I half-laughed. “Unless. God, Zach. I’m sorry. I’m sorry about…. all this.”

“I’m not. I wanted answers to these _insane_ dreams, to the burning feeling on my birthmark, and however absolutely batshit those answers are… I had so many moments over in Afghanistan, wondering what I was fighting for… where my life was going. Always thought - it’s so stupid, but always thought I was just _waiting_ for something. And maybe that something is you.”

My stomach dropped. “Oh, Zach.”

He smiled lopsidedly. “Whatever this is, it doesn’t feel like just my twisted little secret anymore.”

“I-” My heart pounded. “Secret. Oh my God, _secret_. The axe.”

Zach’s gaze shot to mine, wonder sketched on his handsome features. “I know how to open it.”

**********

I’d never run so fast before. I skidded out of the office, Zach on my heels, past some very surprised visitors and down to the artefact storeroom. I could only hope that no one had been there since the day before yesterday.

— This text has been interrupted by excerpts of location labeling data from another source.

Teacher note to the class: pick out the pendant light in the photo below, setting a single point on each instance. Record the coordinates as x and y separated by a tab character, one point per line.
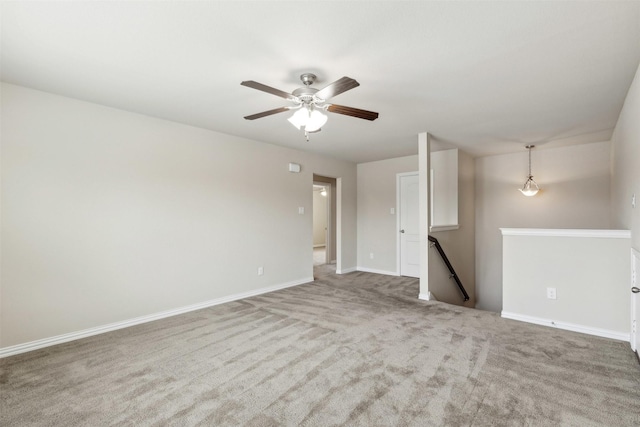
530	188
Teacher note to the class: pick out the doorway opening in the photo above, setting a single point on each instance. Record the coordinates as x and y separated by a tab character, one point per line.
324	221
408	238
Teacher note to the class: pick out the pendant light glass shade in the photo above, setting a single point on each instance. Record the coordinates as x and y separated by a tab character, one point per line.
530	188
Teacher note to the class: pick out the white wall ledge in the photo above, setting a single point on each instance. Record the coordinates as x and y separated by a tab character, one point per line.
560	232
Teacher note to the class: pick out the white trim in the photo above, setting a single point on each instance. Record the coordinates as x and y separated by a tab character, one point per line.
610	234
375	271
399	177
605	333
435	228
426	297
72	336
633	279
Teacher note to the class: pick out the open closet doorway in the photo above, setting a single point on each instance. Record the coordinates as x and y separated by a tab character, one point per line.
324	220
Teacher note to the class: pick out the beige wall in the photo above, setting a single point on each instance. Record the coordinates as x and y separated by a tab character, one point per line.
319	219
109	215
457	244
589	271
575	183
377	227
626	165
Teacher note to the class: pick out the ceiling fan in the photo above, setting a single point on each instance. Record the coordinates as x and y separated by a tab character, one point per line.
309	103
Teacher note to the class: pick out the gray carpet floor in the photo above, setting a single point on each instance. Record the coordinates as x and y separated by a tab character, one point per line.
358	350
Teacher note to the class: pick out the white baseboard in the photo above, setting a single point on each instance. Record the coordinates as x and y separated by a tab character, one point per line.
59	339
426	297
373	270
605	333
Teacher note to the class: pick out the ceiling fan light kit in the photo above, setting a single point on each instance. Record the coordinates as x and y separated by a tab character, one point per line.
310	102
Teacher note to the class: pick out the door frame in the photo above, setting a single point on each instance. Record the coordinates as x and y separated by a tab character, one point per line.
634	340
399	177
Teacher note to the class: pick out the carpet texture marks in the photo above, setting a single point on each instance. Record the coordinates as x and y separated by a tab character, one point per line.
358	350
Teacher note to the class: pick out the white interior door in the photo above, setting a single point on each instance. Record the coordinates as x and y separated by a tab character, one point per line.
409	225
635	300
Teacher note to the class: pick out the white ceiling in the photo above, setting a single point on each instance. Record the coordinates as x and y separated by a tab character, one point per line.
488	77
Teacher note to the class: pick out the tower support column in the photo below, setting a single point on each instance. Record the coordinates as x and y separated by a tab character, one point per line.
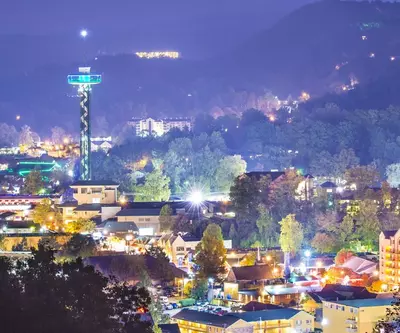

Zach stood silently by, but I saw his hands clenched into fists by his side as I swiped my keycard.

_It was still there._

The door slammed behind us as I lurched on to the floor, picking it up, uncaring about being without cotton gloves.

Zach held out his hands, and I passed it to him. He gazed at it in wordless awe, his eyes poring over it, fingers stroking reverently.

Then he turned it over, pressed his thumbnail into the slice representing Pero’s scar in the carving on the bottom, and the handle turned, loosening.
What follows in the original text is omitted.